Eun Jeong Jang, Sung Hwa Kang, Kwan Woo Kim
Departmant of surgery, Dong-A university hospital, Busan, Korea
Purpose
Surgical resection is the mainstay of curative treatment for most primary and secondary liver tumors. The morbidity and mortality rates in modern series are lower than 30% and 3% respectively. Preoperatively evaluating reserved liver function is critical in preventing posthepatectomy liver failure (PHLF) in patients undergoing liver resection. The commonly used indocyanine green (ICG) clearance test has several drawbacks.

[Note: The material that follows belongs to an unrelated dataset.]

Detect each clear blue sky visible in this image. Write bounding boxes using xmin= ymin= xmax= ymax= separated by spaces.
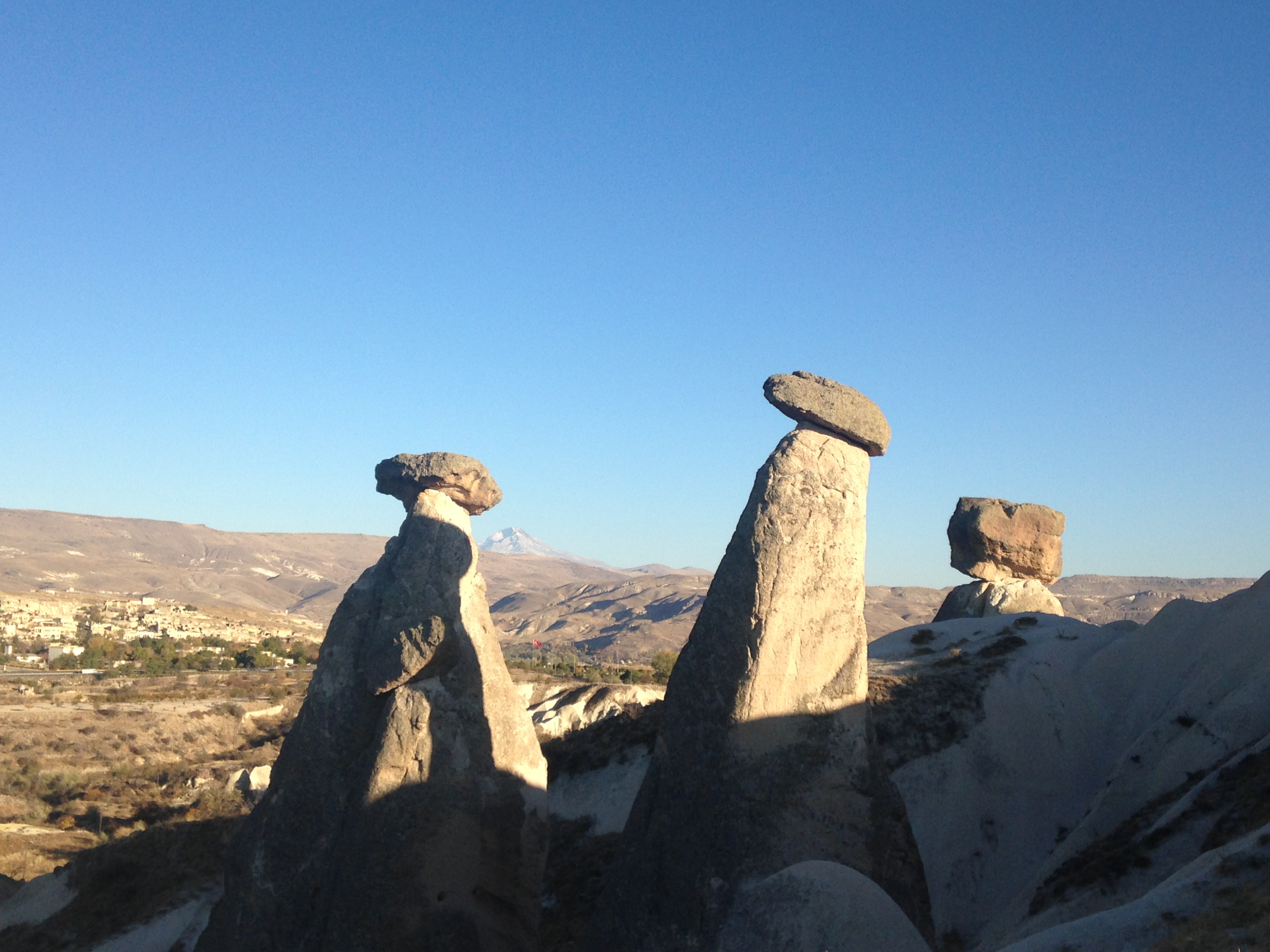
xmin=0 ymin=3 xmax=1270 ymax=585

Patients would benefit from a more reliable and straightforward means of assessing the risk of PHLF.
Methods
This study included 74 patients with various liver disease who underwent major liver resection more than right hepatectomy from Sep. 2013 to Aug 2017. We use platelet count > 70,000, anticipated remnant volume >30%, Prothrombin time(INR) <1.5, total bilirubin <1.5 and no major collateral vessels and splenomegaly in CT scan without ICG test as preoperative evaluating item for major hepatectomy.
Results
There were 27 (36.5%) HCC, 21(28.4%) hilar cholangiocarcinoma, 8(10.8%) gallbladder cancer, 12 (16.3%) other diseases. 46(66.2%) Right hepatectomy, 20(27%)Right hepatectomy with bile duct resection(BDR), 5(6.8%)Right trisectionectomy with BDR, 3(4.1%)Right hepatectomy with pancreaticoduodenectomy were performed in this study. PHLF (grade B and C) was identified in 5 of 74 (6.8%). The mortality due to PHLF was in 2 of 74 (2.7%).
Conclusion
Although our case is not enough, the results are comparable to those in other studies. Therefore, we can safely perform major liver resection using general preoperative evaluating item without ICG test.